Note
As the volume of NGS data increases, it becomes more and more pronounced the need to optimally store and handle data coming from Next Generation Sequencing pipelines, in efficient manner. This is particularly true when such data reside in a common shared storage back-end which sustains big I/O pressure from hundreds or thousands of concurrent accesses.
Maintaining the volume of data in compressed format, may achieve the following objectives:
- Reduces considerably the required storage space (possibly as much as 5 or 6 times)

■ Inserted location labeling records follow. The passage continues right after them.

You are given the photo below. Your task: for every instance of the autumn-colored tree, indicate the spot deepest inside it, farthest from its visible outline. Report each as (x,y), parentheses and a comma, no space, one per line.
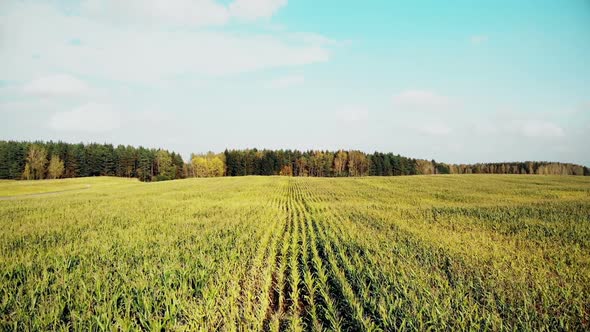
(209,165)
(28,174)
(358,164)
(56,168)
(287,170)
(166,170)
(37,159)
(340,161)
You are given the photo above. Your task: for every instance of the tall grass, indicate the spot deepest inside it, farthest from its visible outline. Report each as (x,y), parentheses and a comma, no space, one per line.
(273,253)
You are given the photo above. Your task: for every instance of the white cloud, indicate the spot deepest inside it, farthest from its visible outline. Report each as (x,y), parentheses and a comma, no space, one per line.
(541,129)
(353,114)
(89,118)
(255,9)
(176,12)
(421,100)
(57,86)
(287,81)
(133,53)
(480,39)
(435,129)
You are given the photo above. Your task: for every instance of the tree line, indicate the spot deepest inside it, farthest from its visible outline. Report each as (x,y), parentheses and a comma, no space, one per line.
(357,163)
(52,160)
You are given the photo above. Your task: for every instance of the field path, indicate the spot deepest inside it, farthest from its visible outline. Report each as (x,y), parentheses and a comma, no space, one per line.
(50,193)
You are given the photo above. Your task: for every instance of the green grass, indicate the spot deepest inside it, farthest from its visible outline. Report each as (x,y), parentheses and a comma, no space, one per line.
(468,252)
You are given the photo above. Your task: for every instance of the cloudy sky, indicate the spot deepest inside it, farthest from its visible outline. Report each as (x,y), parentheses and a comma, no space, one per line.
(458,82)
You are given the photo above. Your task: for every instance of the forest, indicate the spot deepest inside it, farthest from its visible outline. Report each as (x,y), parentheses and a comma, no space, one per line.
(52,160)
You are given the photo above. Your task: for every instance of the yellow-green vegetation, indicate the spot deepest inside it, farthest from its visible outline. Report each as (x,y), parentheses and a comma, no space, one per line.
(470,252)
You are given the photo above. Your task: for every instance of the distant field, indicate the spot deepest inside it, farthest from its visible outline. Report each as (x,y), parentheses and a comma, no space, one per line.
(477,252)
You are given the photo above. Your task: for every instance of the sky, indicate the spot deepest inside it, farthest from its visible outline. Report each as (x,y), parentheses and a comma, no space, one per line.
(456,81)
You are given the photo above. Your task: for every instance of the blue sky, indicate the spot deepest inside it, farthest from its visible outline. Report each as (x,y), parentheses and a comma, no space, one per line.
(458,81)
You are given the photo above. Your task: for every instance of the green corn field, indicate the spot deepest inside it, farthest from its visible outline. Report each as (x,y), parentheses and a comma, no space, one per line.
(466,252)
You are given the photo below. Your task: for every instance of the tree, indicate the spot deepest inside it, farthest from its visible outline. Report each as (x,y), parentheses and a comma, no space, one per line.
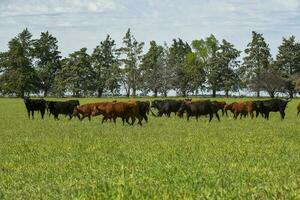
(288,62)
(131,53)
(270,80)
(104,61)
(152,68)
(195,72)
(176,58)
(206,51)
(47,60)
(227,65)
(257,57)
(75,74)
(19,76)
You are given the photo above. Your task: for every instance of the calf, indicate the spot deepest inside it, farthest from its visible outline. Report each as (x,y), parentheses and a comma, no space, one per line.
(166,106)
(273,105)
(220,105)
(66,108)
(87,110)
(197,109)
(35,105)
(243,109)
(229,107)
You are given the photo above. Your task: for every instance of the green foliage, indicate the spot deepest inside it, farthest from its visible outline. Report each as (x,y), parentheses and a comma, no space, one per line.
(257,57)
(167,158)
(131,55)
(177,58)
(47,60)
(288,62)
(104,65)
(19,76)
(152,68)
(75,74)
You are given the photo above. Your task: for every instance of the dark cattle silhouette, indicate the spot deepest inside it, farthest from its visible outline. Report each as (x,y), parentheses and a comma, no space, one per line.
(198,108)
(35,105)
(62,107)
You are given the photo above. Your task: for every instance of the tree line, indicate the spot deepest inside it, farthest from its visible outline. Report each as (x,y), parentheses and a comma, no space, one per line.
(35,66)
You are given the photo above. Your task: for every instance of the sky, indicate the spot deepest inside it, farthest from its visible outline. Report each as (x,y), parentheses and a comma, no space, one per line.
(84,23)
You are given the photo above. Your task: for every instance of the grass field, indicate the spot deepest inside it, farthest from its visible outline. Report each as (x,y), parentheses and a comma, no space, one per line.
(168,158)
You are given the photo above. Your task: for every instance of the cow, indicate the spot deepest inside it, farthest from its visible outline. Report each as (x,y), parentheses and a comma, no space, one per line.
(123,110)
(273,105)
(65,107)
(166,106)
(197,109)
(35,105)
(220,105)
(144,108)
(243,109)
(229,107)
(86,110)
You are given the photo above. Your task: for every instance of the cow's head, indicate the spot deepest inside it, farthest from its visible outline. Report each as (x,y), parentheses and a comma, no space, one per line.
(181,110)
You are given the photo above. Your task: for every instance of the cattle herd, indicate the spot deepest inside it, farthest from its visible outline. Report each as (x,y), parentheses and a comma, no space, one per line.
(134,110)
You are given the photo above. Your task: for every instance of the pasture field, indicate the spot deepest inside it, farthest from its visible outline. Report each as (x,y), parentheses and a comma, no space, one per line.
(168,158)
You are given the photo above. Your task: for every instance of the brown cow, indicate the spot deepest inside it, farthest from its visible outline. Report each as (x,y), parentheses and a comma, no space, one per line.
(243,108)
(229,107)
(87,110)
(220,105)
(124,110)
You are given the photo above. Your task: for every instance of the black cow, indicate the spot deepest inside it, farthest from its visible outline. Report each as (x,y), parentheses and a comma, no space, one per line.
(66,108)
(166,106)
(199,108)
(273,105)
(35,105)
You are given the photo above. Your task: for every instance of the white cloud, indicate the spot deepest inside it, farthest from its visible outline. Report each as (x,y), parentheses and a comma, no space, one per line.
(39,7)
(88,21)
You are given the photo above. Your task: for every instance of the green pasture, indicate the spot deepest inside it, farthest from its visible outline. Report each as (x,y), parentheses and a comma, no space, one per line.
(167,158)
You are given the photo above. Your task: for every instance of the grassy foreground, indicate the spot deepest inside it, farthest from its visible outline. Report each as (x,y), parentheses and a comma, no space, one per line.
(168,158)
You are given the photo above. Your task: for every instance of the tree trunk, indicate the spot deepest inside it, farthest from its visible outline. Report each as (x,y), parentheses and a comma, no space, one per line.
(100,92)
(227,93)
(155,93)
(45,93)
(272,94)
(291,93)
(184,93)
(214,93)
(165,93)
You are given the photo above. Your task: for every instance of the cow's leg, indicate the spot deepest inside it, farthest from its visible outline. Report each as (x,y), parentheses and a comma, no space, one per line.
(235,115)
(217,115)
(210,116)
(43,113)
(132,120)
(251,114)
(267,115)
(282,114)
(28,113)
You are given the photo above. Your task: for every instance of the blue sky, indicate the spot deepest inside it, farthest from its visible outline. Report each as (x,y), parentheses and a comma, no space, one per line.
(84,23)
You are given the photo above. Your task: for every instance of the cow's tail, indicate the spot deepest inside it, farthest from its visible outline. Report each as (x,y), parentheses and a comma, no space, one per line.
(153,113)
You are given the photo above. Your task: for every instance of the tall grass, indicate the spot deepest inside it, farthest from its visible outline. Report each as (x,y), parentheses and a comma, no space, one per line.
(167,158)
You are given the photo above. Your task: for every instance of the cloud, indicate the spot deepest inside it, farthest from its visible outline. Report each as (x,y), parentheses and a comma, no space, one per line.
(50,7)
(88,21)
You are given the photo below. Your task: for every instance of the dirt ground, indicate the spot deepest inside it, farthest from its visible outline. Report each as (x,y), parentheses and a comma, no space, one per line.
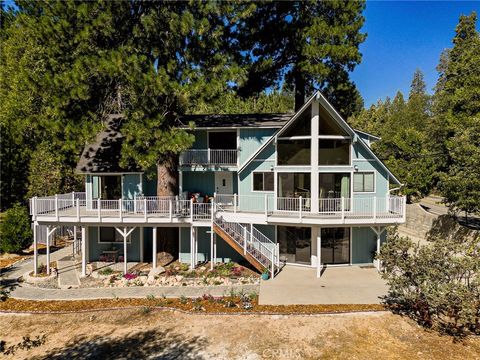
(163,334)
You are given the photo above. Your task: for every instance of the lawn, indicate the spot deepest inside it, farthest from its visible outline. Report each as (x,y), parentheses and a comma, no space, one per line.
(139,332)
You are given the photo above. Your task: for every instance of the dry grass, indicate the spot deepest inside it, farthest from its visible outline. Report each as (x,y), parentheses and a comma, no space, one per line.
(160,334)
(189,305)
(7,259)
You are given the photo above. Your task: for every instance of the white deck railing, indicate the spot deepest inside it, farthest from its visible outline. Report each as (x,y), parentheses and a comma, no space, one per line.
(364,208)
(263,250)
(209,157)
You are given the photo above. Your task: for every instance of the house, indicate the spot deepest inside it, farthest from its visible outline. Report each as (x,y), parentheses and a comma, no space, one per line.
(303,189)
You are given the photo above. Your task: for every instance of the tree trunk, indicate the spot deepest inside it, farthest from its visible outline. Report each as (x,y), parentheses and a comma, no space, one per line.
(167,185)
(299,90)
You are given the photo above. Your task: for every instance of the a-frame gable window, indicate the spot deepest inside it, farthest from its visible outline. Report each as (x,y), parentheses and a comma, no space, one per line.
(334,142)
(294,144)
(328,126)
(301,126)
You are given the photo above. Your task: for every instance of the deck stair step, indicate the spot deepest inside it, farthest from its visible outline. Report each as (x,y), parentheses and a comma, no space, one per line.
(261,253)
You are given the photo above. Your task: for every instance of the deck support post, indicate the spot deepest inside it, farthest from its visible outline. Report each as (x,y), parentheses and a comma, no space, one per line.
(300,206)
(84,252)
(56,206)
(378,251)
(48,249)
(99,205)
(212,258)
(35,248)
(192,247)
(124,250)
(266,205)
(319,252)
(141,243)
(125,233)
(120,210)
(191,211)
(196,249)
(74,240)
(154,247)
(378,232)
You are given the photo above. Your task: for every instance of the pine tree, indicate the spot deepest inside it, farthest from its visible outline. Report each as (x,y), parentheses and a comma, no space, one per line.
(457,113)
(305,44)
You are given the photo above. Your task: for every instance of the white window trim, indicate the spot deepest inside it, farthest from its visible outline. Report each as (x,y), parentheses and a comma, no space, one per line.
(334,137)
(374,182)
(129,237)
(350,155)
(297,137)
(262,172)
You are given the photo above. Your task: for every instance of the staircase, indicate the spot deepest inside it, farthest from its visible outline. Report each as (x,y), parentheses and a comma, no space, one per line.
(256,248)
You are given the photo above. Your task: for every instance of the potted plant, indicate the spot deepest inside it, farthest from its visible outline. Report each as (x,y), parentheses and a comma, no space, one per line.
(265,274)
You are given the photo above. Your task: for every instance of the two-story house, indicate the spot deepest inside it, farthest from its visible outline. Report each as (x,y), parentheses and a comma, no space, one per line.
(303,189)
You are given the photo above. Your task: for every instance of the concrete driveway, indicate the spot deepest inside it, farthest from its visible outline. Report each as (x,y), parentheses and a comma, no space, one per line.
(337,285)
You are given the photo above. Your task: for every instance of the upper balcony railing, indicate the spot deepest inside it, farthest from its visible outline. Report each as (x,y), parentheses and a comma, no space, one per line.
(75,206)
(225,157)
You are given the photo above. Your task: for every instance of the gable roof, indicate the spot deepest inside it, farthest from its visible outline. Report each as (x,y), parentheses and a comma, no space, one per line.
(337,117)
(236,120)
(103,155)
(371,136)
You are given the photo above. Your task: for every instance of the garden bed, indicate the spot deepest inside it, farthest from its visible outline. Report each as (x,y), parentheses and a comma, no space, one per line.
(176,274)
(204,304)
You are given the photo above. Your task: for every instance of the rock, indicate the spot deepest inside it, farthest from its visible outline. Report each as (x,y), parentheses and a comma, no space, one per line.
(157,271)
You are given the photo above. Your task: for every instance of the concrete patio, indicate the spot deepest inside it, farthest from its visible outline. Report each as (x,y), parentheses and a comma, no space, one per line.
(337,285)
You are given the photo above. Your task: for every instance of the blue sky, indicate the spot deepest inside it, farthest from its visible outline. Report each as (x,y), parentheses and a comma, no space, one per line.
(403,36)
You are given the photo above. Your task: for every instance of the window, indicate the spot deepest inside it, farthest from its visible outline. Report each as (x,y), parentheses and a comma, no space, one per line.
(333,185)
(263,181)
(363,182)
(110,235)
(333,152)
(293,152)
(293,185)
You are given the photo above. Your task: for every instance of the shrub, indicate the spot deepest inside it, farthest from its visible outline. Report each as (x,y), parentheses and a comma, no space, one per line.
(437,284)
(106,271)
(15,231)
(129,276)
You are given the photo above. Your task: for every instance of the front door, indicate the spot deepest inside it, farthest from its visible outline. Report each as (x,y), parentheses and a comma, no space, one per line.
(295,244)
(335,245)
(223,182)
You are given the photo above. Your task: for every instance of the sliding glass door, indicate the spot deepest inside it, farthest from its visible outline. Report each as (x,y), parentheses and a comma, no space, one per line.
(295,244)
(335,245)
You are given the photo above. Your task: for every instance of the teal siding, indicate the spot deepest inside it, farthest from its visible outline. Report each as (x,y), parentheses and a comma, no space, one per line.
(201,139)
(132,185)
(224,252)
(251,140)
(202,182)
(364,244)
(267,230)
(150,182)
(95,249)
(255,200)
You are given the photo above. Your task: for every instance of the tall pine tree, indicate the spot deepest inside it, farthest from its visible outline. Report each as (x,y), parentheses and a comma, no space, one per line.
(457,117)
(304,45)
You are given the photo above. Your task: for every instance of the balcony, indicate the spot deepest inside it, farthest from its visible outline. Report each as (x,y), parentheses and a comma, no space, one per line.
(216,157)
(356,210)
(74,207)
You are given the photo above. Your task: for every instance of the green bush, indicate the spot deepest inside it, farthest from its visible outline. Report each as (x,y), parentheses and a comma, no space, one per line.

- Provides an incentive for users, to perform correct stage-in/stage-out operations
- May increase the speed with which I/O operations take place, if slow disk operations are minimized
- Saturation of I/O subsystems may become less pronounced, or be postponed towards heavier loads
The aim of this policy is to ensure that a sufficiently rich palette of entropy-conscious tools are available on machines which may be flooded by NGS data.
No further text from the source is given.